There's family animosity before and after Beth's death. Nanna turns to her religious beliefs, invoking Saints to speak to Beth, and saying that 'I forgive her'. Before Beth's death, Mum (now numb in her loss) expressed to others, 'I just don't know what to do ... She won't listen to a thing I say ... I don't even know who she is anymore.' The parents were told by a clinician that 'puberty is a difficult stage; Beth would grow out of it.' Beth had been expelled from school after an incident, and Mum wonders why the boy's suspension wasn't as long. And Jennifer was at school when the police came to the house, Dad working the night shift.

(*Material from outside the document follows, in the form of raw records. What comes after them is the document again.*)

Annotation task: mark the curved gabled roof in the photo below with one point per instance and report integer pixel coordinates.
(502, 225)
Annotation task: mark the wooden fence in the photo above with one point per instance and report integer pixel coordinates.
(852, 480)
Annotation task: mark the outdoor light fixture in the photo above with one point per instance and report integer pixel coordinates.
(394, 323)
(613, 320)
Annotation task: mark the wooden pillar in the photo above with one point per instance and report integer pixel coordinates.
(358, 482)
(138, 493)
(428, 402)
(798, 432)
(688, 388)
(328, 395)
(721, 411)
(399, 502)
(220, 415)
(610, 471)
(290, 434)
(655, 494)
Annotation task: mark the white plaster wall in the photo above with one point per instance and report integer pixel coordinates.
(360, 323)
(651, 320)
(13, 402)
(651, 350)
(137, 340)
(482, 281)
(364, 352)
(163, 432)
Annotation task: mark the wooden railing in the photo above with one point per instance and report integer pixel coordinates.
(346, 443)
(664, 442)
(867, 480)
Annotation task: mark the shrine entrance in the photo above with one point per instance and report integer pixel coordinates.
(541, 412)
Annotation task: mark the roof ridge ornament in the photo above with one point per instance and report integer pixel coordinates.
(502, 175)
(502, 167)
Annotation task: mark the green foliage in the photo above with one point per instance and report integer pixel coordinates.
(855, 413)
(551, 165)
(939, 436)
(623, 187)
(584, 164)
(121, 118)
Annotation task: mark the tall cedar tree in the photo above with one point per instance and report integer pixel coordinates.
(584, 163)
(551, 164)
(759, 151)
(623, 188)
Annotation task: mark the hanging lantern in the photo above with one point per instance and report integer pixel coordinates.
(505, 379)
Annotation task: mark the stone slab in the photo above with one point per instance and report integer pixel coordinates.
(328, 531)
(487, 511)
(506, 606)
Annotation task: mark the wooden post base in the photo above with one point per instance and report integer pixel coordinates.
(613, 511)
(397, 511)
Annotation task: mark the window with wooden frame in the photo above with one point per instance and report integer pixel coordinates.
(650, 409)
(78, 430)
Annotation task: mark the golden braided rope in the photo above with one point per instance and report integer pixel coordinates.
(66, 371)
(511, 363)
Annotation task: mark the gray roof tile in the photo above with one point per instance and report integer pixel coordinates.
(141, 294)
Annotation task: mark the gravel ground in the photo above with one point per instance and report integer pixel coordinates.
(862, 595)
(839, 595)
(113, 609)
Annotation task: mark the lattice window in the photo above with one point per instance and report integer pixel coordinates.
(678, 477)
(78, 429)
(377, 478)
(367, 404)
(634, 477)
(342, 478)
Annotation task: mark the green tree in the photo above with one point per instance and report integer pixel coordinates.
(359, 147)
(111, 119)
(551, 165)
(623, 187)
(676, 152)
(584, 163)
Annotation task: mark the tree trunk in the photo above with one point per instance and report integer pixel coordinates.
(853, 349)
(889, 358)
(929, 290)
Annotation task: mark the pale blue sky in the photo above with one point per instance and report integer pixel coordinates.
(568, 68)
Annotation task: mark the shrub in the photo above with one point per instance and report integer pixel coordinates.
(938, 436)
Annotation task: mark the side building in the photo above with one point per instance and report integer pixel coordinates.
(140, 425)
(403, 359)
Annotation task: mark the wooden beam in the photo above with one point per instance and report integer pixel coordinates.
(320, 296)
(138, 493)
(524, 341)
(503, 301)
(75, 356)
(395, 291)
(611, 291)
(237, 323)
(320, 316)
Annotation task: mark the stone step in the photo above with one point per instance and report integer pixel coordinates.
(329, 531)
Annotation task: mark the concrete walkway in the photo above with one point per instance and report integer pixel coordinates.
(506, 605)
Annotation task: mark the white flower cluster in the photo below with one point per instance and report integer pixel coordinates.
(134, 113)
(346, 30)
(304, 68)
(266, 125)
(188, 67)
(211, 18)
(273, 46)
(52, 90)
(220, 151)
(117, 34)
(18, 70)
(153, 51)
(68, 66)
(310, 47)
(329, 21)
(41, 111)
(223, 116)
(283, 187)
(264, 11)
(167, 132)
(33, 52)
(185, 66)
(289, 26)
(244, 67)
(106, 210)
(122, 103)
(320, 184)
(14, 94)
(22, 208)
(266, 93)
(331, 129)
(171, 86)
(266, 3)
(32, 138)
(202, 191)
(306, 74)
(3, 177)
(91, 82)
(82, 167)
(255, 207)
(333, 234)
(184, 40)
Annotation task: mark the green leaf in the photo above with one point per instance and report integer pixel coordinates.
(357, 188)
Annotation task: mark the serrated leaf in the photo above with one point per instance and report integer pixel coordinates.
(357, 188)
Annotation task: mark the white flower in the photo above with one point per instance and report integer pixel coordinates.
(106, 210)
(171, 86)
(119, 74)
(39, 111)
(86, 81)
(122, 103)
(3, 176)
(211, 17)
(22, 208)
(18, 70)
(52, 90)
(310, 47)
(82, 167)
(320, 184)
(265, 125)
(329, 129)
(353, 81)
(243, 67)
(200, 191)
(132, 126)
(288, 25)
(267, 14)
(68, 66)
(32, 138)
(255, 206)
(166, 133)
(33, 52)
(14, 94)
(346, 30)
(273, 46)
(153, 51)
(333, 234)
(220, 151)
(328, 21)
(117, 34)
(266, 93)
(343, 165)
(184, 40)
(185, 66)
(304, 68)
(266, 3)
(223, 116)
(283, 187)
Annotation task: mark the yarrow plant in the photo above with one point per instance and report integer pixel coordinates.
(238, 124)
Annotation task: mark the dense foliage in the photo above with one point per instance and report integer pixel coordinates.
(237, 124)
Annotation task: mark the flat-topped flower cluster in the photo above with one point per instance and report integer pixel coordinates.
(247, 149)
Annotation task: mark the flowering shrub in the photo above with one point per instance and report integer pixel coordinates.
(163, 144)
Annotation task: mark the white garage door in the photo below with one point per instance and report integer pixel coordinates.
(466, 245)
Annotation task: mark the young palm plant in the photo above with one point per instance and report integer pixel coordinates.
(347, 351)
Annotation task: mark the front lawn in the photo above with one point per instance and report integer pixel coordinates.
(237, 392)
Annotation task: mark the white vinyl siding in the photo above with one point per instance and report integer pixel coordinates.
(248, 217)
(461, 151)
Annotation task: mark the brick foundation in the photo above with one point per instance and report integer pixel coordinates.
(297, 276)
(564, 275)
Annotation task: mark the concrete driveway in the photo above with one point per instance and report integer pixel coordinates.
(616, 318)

Of the writing, Karen Foxlee remarked, 'I first thought of the story of Beth a long time ago. I was very homesick, for Australia working in a hotel in the Canadian Rockies, far from home. I started writing about my hometown and this wild girl called Beth who used to ride her bike up and down the streets and get into trouble ... I finally found the voice of Jennifer and the story could be told properly.'

To read The Anatomy of Wings once beckons the reader back for another glance, knowing that the story will stay within forever. Foxlee's words form a constant flowing fountain, and I look forward to more stories from this author.